Follow us on Twitter

Learn on the Kraken Blog

Connect on LinkedIn

What does Reliability Engineer do?

A Reliability Engineer is a professional who is responsible for ensuring the reliability and availability of systems and equipment in an organization

They use their knowledge of engineering principles, statistical analysis, and data science to identify and mitigate risks, prevent failures, and optimize system performance

Here are some of the typical tasks and responsibilities of a Reliability Engineer:

  1. Analyze data and perform statistical modeling: Reliability Engineers analyze data related to equipment performance, failure rates, and maintenance history to identify trends and patterns.

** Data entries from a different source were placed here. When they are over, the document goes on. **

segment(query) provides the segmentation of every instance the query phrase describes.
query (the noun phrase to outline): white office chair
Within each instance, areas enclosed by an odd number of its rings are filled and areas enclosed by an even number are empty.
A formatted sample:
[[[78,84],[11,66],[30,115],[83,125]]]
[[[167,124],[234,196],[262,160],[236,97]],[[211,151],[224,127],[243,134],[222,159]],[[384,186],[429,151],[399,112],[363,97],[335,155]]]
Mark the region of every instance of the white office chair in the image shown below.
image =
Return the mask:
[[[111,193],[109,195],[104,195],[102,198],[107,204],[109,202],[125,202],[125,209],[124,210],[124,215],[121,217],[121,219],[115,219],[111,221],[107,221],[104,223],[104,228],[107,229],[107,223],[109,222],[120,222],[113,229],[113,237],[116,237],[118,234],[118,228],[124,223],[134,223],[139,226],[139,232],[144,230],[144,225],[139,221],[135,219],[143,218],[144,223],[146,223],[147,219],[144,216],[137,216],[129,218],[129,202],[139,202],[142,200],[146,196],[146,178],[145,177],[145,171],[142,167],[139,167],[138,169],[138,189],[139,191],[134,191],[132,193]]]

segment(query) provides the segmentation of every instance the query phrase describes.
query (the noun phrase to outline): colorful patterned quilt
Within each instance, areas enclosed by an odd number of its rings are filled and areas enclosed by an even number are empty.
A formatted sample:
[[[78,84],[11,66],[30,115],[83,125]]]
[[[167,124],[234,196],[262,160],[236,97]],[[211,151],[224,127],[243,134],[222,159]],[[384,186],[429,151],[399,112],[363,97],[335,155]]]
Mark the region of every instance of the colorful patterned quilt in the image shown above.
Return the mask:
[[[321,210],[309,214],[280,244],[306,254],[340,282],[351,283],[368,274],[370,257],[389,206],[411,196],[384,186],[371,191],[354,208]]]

They use statistical modeling to predict future failures and plan maintenance activities accordingly.
  2. Develop and implement reliability strategies: Reliability Engineers develop and implement strategies to improve the reliability and availability of equipment and systems. This may include performing root cause analysis, implementing preventive maintenance programs, and conducting failure mode and effects analysis (FMEA).
  3. Collaborate with other teams: Reliability Engineers collaborate with other teams such as operations, maintenance, and engineering to identify and address reliability issues. They may also work with suppliers to ensure the reliability of equipment and materials.
  4. Monitor and evaluate performance: Reliability Engineers monitor the performance of systems and equipment to identify areas for improvement. They use data to evaluate the effectiveness of reliability strategies and make adjustments as necessary.
  5. Provide technical support: Reliability Engineers provide technical support to other teams and stakeholders, answering questions and providing guidance on reliability-related issues.
  6. Continuously improve processes: Reliability Engineers are responsible for continuously improving reliability processes and methodologies. They stay up-to-date with the latest technologies and best practices in the field and identify opportunities for improvement.